Romo or Evenity is Amgen's brand for osteoporosis. I think they're shifting their focus on osteoporosis toward anabolic agent and Evenity is their flagship product for that particular indication. That's an indication they see as treating millions of patients potentially. That's not what OI could be, right? Opioid is a very tiny thing. They're having to do some studies in OI as part of a PIP commitment or a pediatric investigational plan for Europe, but the dosing they're doing here is much lower. It's efficacy and bone mineral density is much lower than ours. Therefore, we think they're going to see some data, but it won't be as effective, and I don't think it will matter. So we don't look at them as a competitor. To substantiate that further, if Amgen did give us a nonexclusive license to the epitope patent, which was a point of potential contention on FTO, but we were able to get that. And I think they wouldn't have given to us if they were interested in the indication, right? They wouldn't have given up the patent position. That patent does expire. It's a fee-based, not a royalty patent. I think is an indicator of their interest in OI versus ours.

And then the blueprint for the launch, assuming you hit your endpoints in Phase III, you mentioned a lot of overlap in the prescriber base with x-linked hypophosphatemia. So can you just talk a little bit more about how that would play out?

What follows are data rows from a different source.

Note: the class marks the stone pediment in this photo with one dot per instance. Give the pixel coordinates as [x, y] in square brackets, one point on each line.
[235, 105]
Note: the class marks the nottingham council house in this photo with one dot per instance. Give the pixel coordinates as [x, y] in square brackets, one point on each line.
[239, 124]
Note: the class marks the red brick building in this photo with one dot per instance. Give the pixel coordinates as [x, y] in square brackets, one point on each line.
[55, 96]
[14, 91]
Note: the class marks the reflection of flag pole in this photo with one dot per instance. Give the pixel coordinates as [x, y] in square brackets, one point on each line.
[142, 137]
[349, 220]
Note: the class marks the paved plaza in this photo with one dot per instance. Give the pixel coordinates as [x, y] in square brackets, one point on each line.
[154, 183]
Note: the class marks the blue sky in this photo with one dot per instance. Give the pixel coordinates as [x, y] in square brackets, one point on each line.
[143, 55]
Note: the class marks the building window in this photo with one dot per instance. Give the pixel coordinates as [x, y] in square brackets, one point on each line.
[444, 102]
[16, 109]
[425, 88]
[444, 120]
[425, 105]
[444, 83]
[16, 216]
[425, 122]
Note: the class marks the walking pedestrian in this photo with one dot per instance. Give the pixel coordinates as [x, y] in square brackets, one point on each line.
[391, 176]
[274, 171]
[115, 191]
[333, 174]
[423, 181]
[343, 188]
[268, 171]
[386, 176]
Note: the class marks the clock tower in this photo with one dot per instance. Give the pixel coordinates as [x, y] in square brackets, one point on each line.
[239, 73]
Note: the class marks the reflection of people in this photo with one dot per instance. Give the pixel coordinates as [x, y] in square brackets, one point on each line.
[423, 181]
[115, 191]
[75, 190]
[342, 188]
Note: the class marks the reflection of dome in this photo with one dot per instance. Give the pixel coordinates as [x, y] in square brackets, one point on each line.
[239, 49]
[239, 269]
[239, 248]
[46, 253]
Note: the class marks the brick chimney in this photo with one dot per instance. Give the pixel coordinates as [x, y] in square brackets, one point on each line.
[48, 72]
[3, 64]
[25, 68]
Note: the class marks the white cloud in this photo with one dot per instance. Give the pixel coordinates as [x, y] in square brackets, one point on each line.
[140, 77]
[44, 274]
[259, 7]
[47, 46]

Yes. So the prescriber base for the XLH is 90% overlap with OI. So we have an extensive experience and relationships with those doctors now. And so I think we're very well set up. We understand them. We understand their clinics, where they are, how they operate. What we know from a lot of the major centers is that they have 50% more OI patients than they do XLH, something like that. Some have twice as many. There's more OI patients than XLH. Now the frequency of the disease are not so different, but at these centers, there's clearly a lot more OI patients, probably because they're more severe, and therefore, they're going to more specialized care. What that means then for launch is that we should be able to grow faster because we have now these key opinion centers that have a highly enriched population for OI. Our experience with them and reputation we established in our work with Crysvita and XLH, we'll carry forward to the policies and approach we take for OI. They were highly appreciated. The plan gives co-pay support for patients. If patients have insurance issues, we will get them a free drug and take care of them in a way that allows us to grow the business. We did that successfully with Crysvita. Our reimbursement people were excellent. We got reimbursed. But in the meantime, we take care of them with the full-service approach they deserve for a terrible disease, and that was highly appreciated and we didn't let people drop. I think doctors these days are abandoned a lot by the system and left to struggle. And what we want to do is make sure that we're partnering with them and our patient services hub ready to help solve problems, get things done for their patients.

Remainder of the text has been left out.